Just like their amazing World Series run, the Cubs came from behind this time to shock the Philadelphia Phillies 5-4.  Despite the Cubs uneven April, they’re starting May off with a different kind of poise.

“That was the theme last year — that we never quit,” Cubs starter Jake Arrieta said. “If we still have outs left, if we’re looking at a deficit, we still feel confident we’re not completely out of it. With our lineup and the ability to string three, four, five quality at-bats together at one time, there’s a chance to score multiple runs in one inning. Us establishing that we can come from behind early in the season in April, moving into May is a big boost for us.”

It’s not a matter of never quitting, I don’t think. The Cubs are a talented group of players that just find ways to utilize those talents and move forward in games. Whether it’s the youthful exuberance of Willson Contreras or the mostly stoic Arrieta, the Cubs have those soft skills to go along with the mechanics of the game.

“You plug into this guy,” Cubs manager Joe Maddon said. “As he learns to play with his hair on fire — maybe not a forest fire, maybe just the burning bush or something, I don’t know — he’s going to learn how to control all that.”

Of course he was talking about Contreras’ two run double that fuelled the comeback.

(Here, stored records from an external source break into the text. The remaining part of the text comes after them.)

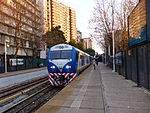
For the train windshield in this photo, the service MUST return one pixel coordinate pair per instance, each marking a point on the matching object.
(65, 54)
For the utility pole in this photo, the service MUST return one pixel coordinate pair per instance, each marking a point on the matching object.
(6, 45)
(113, 38)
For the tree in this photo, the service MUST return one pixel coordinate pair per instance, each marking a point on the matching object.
(107, 17)
(55, 36)
(73, 43)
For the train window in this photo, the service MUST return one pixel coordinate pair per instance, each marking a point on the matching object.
(65, 54)
(55, 55)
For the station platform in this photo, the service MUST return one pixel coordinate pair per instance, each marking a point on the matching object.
(99, 91)
(13, 78)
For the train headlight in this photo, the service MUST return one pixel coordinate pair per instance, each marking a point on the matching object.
(52, 67)
(68, 67)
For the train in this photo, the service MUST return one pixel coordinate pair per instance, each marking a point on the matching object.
(65, 62)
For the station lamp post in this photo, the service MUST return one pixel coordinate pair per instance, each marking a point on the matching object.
(6, 45)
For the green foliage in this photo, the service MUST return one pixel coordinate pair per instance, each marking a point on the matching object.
(78, 45)
(55, 36)
(73, 43)
(90, 51)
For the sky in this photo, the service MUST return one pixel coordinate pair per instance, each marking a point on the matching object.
(84, 10)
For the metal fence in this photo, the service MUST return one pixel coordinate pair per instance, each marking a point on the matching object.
(136, 65)
(21, 63)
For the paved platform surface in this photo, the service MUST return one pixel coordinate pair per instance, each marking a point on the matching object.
(99, 91)
(20, 77)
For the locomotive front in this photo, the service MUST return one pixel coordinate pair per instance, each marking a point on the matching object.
(61, 64)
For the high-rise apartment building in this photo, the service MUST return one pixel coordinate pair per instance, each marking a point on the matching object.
(58, 14)
(88, 43)
(20, 24)
(79, 36)
(73, 28)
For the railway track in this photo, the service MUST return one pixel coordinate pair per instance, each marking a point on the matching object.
(28, 99)
(4, 93)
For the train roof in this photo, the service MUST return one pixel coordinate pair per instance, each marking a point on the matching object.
(65, 47)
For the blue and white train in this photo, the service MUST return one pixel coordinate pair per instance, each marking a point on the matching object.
(65, 62)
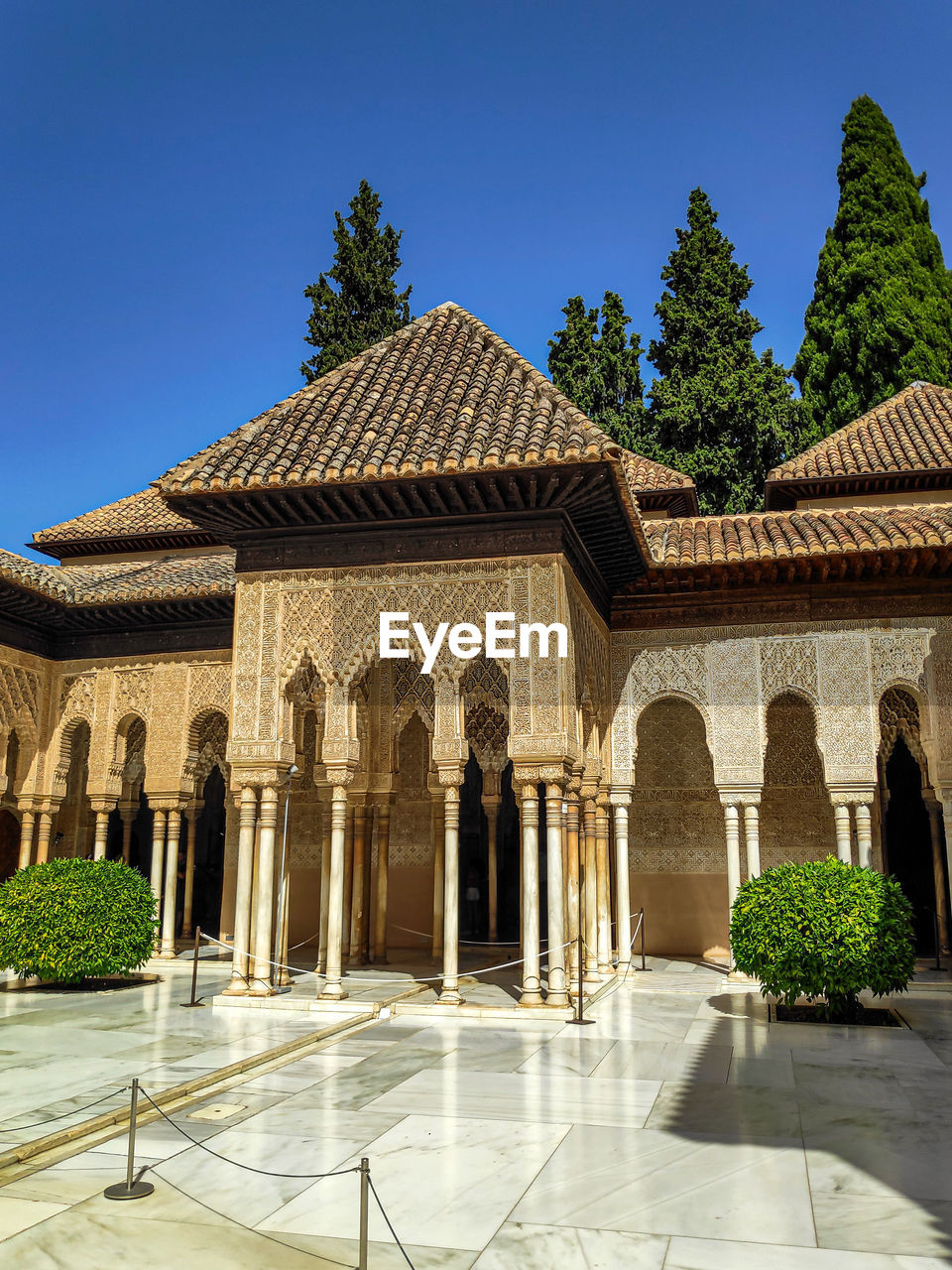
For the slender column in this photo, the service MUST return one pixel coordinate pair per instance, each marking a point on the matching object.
(358, 921)
(864, 834)
(557, 993)
(248, 828)
(438, 881)
(172, 881)
(529, 824)
(333, 987)
(191, 828)
(752, 837)
(589, 883)
(262, 973)
(622, 878)
(571, 834)
(841, 812)
(325, 890)
(155, 875)
(731, 826)
(449, 992)
(602, 892)
(45, 830)
(27, 820)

“Willson is savvy enough to know a ball hit up the middle like that to the shortstop’s left, he was anticipating a throw to first base and he continued to come around,” Maddon said. “We got lucky — that ball hit right on the back of the mound.”

Now, there are two kinds of managers in the game. There are the kinds that would shun a heads up daring run that Contreras did in the sixth, opting more to play it safe and keep Contreras at third but with the speed of Willson it was a no brainer. The other thing to think about is he could have easily been out at home. It all came down to luck.

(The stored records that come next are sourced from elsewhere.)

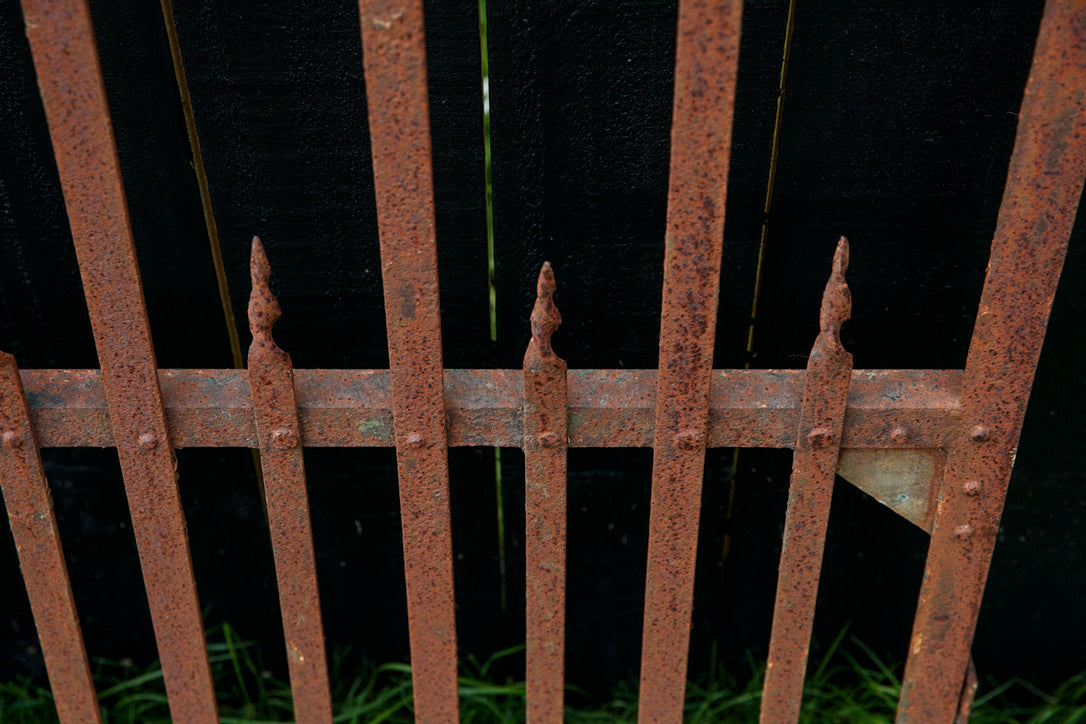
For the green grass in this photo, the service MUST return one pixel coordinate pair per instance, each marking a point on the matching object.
(847, 684)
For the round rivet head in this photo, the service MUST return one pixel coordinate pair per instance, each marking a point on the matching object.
(820, 437)
(283, 439)
(689, 441)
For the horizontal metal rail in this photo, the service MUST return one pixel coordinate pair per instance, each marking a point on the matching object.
(607, 408)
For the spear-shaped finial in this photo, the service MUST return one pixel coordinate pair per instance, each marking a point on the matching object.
(836, 300)
(545, 317)
(263, 306)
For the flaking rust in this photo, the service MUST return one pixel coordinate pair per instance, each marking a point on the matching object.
(40, 557)
(706, 63)
(813, 465)
(393, 40)
(73, 92)
(278, 436)
(1044, 186)
(545, 442)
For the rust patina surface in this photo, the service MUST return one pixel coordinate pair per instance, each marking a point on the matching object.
(706, 62)
(1044, 185)
(65, 59)
(278, 437)
(545, 442)
(394, 59)
(40, 556)
(813, 465)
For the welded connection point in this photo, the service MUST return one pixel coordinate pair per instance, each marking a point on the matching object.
(963, 532)
(820, 437)
(283, 439)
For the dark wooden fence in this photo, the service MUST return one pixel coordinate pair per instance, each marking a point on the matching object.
(936, 446)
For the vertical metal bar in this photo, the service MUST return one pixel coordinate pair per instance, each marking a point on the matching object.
(70, 78)
(278, 435)
(1044, 185)
(813, 465)
(545, 444)
(394, 56)
(968, 695)
(706, 60)
(40, 557)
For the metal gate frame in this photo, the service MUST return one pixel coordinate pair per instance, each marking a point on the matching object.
(950, 435)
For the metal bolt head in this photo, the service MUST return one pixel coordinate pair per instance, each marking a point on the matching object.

“By the time I was going to home plate, I saw the catcher going for the baseball and I tried to get around the base, and I did,” Contreras said.

So, John Lackey takes to the mound this afternoon to try and win the series. We all know that the rotation’s struggles are showing cracks. It’ll be up to the order to pull out the stops. With every game, I’m convinced more and more that other teams have finally caught on to the Cubs. If Chicago’s going to do any damage this year, they’ll have to dig down deep and show just how good they can be.

“Our guys are good, they’re well, they’re going to continue to pitch better,” Maddon said. ” … They’re going to pitch very similar to what you’ve seen the last couple of years. I really 100 percent believe that. In the meantime, let’s keep moving it further along.”